Zu Jahresbeginn hat die Bundesregierung für 400 Millionen Euro Arzneimittel beschafft, die gegen schwere COVID-19-Verläufe helfen sollen. An der Charité werden die Mittel auch ambulant eingesetzt. Die Bilanz nach den ersten Monaten.
Patient:innen mit bestimmten Risikofaktoren bekommen in der Frühphase ihrer Corona-Infektion eine Infusion und können danach wieder nach Hause in Isolation: Gut drei Monate nach dem Start einer Antikörperambulanz an der Charité in Berlin sind dort rund 150 Patient:innen versorgt worden. Das teilte die Universitätsklinik auf Anfrage mit. Ziel ist es, schweren Verläufen - und damit Krankenhausaufnahmen - vorzubeugen.
"Wir sind in der abfallenden dritten Welle an den Start gegangen, so dass wir keine Busladungen von Patienten mehr hatten.
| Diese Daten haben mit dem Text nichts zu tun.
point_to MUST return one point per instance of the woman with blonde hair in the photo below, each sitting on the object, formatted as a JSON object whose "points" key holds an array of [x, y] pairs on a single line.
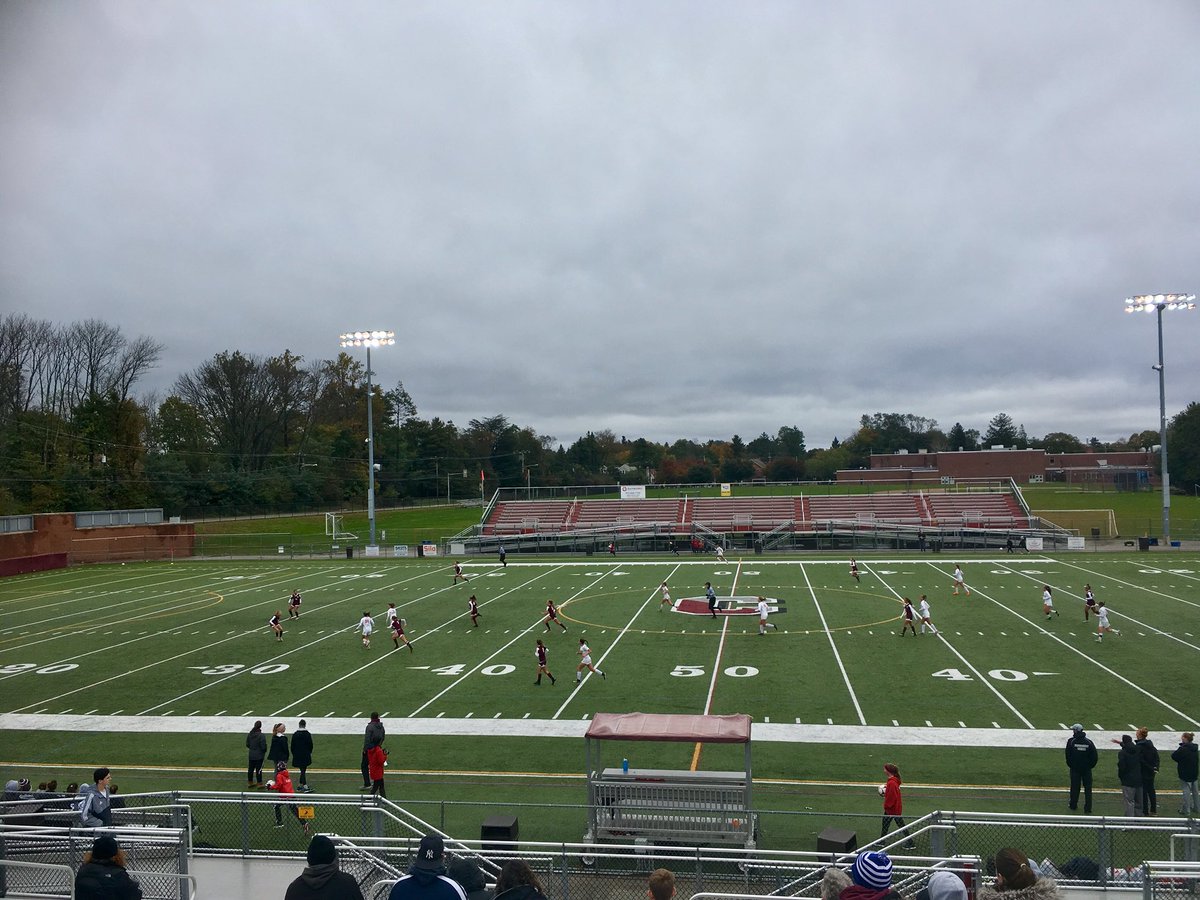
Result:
{"points": [[102, 875]]}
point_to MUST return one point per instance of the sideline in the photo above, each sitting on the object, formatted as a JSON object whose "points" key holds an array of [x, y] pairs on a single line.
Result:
{"points": [[763, 732]]}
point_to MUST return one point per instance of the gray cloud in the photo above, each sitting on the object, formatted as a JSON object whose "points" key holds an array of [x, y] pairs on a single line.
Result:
{"points": [[670, 220]]}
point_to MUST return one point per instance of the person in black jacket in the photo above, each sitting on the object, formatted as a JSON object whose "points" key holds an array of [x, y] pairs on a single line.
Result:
{"points": [[1081, 759], [102, 875], [301, 754], [279, 751], [1129, 774], [256, 743], [322, 880], [1149, 769], [1188, 765]]}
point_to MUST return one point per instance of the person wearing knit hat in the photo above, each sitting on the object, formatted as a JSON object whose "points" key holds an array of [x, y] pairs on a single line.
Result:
{"points": [[322, 880], [102, 874], [1017, 880]]}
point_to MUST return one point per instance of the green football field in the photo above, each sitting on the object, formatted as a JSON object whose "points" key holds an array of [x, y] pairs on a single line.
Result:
{"points": [[165, 666]]}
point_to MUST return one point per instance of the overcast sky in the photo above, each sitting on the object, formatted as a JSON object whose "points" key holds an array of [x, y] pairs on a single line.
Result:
{"points": [[664, 219]]}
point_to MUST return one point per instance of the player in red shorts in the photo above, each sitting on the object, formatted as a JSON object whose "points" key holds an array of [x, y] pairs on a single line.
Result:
{"points": [[397, 634], [541, 664], [552, 616]]}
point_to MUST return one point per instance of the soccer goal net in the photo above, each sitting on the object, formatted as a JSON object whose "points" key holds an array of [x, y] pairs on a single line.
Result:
{"points": [[334, 528]]}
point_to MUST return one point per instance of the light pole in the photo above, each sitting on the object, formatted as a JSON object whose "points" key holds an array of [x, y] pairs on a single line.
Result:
{"points": [[1156, 304], [369, 340]]}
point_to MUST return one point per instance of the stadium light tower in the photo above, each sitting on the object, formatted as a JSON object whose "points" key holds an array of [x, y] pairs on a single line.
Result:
{"points": [[1156, 304], [369, 340]]}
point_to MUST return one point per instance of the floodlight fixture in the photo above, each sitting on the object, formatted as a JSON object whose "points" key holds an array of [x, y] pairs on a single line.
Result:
{"points": [[1156, 304], [369, 340]]}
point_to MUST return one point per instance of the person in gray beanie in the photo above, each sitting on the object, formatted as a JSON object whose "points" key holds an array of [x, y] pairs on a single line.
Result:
{"points": [[322, 880]]}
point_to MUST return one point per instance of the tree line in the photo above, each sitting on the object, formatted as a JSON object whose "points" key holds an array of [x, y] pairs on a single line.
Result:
{"points": [[243, 433]]}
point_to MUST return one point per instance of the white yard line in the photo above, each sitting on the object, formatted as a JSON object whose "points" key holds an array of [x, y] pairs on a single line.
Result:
{"points": [[1090, 659], [833, 646]]}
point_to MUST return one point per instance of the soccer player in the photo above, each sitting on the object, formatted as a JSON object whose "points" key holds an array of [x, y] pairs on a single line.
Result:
{"points": [[923, 607], [666, 595], [1089, 601], [1048, 603], [397, 635], [541, 664], [585, 663], [552, 616], [959, 582], [763, 612], [1102, 622]]}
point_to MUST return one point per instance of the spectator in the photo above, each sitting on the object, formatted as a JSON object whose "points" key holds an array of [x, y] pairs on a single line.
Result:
{"points": [[427, 877], [1149, 756], [282, 784], [870, 879], [943, 886], [1017, 880], [93, 803], [893, 804], [517, 882], [1129, 774], [469, 877], [102, 875], [1080, 760], [1186, 761], [279, 751], [322, 880], [373, 736], [301, 754], [661, 885], [256, 743]]}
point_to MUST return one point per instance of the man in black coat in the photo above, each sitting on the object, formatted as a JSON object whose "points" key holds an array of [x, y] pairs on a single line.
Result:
{"points": [[301, 754], [1080, 760]]}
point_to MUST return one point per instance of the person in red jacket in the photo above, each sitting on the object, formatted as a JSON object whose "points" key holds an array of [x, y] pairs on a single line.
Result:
{"points": [[282, 783], [893, 804], [376, 759]]}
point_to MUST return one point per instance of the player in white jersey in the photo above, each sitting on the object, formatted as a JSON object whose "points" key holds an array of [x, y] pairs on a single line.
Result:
{"points": [[1102, 622], [923, 609], [763, 612], [666, 595], [1048, 603], [585, 661], [366, 625]]}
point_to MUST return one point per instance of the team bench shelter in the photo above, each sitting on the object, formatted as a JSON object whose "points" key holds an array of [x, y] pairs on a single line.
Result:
{"points": [[669, 805]]}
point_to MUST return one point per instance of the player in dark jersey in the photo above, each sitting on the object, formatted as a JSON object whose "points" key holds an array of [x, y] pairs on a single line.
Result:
{"points": [[397, 634], [552, 616], [541, 664]]}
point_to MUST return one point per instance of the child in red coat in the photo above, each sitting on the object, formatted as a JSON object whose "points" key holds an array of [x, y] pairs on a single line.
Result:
{"points": [[282, 783]]}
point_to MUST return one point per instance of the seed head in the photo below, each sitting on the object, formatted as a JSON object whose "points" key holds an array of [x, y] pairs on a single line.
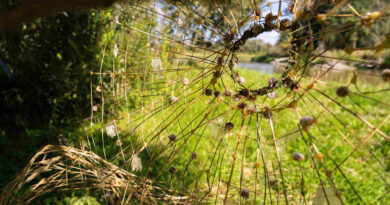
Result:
{"points": [[172, 138], [285, 24], [118, 143], [228, 93], [272, 95], [244, 193], [111, 131], [342, 91], [319, 156], [386, 75], [217, 93], [272, 82], [194, 155], [136, 164], [172, 170], [208, 92], [241, 79], [229, 126], [298, 156], [328, 173], [306, 122], [257, 29], [236, 97], [241, 106], [99, 89], [185, 81], [208, 44], [267, 113], [252, 109], [174, 99]]}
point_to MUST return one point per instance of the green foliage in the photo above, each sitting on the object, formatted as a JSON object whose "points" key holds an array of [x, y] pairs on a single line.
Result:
{"points": [[43, 83]]}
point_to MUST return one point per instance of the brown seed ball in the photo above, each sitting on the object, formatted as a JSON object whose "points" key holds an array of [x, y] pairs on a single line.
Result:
{"points": [[285, 24], [194, 155], [298, 156], [244, 193], [208, 92], [229, 126], [342, 91], [172, 138], [319, 156], [386, 75], [267, 113], [306, 122], [99, 89], [257, 29], [172, 170], [241, 106], [228, 93], [208, 44], [328, 173], [252, 109]]}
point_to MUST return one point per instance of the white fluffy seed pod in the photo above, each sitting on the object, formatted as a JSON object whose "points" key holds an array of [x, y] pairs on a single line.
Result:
{"points": [[241, 79], [272, 95], [99, 89], [298, 156], [185, 81], [306, 122], [174, 99], [136, 164], [111, 131], [252, 109]]}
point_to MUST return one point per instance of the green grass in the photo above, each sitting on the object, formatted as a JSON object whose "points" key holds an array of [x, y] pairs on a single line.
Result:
{"points": [[360, 169]]}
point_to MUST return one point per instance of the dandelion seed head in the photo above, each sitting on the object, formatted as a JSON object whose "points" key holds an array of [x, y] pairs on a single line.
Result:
{"points": [[111, 130], [298, 156], [99, 89], [306, 122], [172, 138], [245, 193], [208, 92], [174, 99], [342, 91], [136, 164], [185, 81], [172, 170]]}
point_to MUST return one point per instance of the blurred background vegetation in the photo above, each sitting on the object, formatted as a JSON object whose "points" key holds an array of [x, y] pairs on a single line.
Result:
{"points": [[45, 69]]}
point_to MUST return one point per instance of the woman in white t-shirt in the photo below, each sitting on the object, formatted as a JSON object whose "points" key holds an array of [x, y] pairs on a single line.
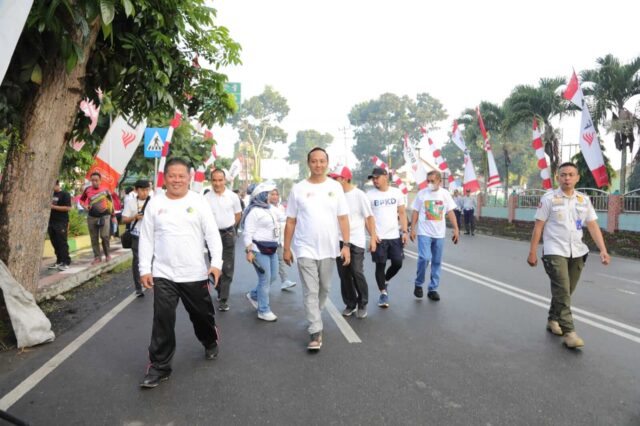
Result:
{"points": [[261, 234]]}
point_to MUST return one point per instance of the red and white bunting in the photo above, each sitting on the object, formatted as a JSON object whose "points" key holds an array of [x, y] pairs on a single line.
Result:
{"points": [[410, 156], [542, 160], [589, 144], [175, 122], [470, 181], [437, 156], [494, 177], [573, 92], [379, 163]]}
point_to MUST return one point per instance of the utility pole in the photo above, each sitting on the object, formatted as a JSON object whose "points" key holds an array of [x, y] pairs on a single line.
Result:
{"points": [[346, 152]]}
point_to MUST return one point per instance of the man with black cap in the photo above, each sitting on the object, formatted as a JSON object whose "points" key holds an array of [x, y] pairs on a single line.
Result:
{"points": [[134, 213], [388, 206]]}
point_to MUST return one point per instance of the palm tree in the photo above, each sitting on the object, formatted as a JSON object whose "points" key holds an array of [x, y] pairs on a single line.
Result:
{"points": [[541, 102], [612, 85]]}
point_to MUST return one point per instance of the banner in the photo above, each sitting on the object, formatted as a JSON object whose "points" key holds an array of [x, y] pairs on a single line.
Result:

Aber es sind bisher trotzdem viele Betroffene nach einer Behandlung in der Ambulanz erleichtert vom Hof gegangen", sagte der Direktor der Medizinischen Klinik mit Schwerpunkt Infektiologie und Pneumologie, Norbert Suttorp.
Das Angebot richtet sich nach Charité-Angaben an Menschen über 50 Jahren, Menschen mit Immunsuppression (zum Beispiel wegen Chemotherapie oder Organtransplantation), chronischen Nierenerkrankungen, deutlichem Übergewicht, bestimmten Lungenerkrankungen und an Menschen mit Trisomie 21. Die ersten Symptome der Infektion sollten demnach nicht länger als fünf Tage zuvor aufgetreten sein, das positive Testergebnis nicht älter sein als 72 Stunden. Patient:innen können über eine Ärztin oder einen Arzt bei der Ambulanz angemeldet werden. Es werden nicht nur Berliner:innen behandelt.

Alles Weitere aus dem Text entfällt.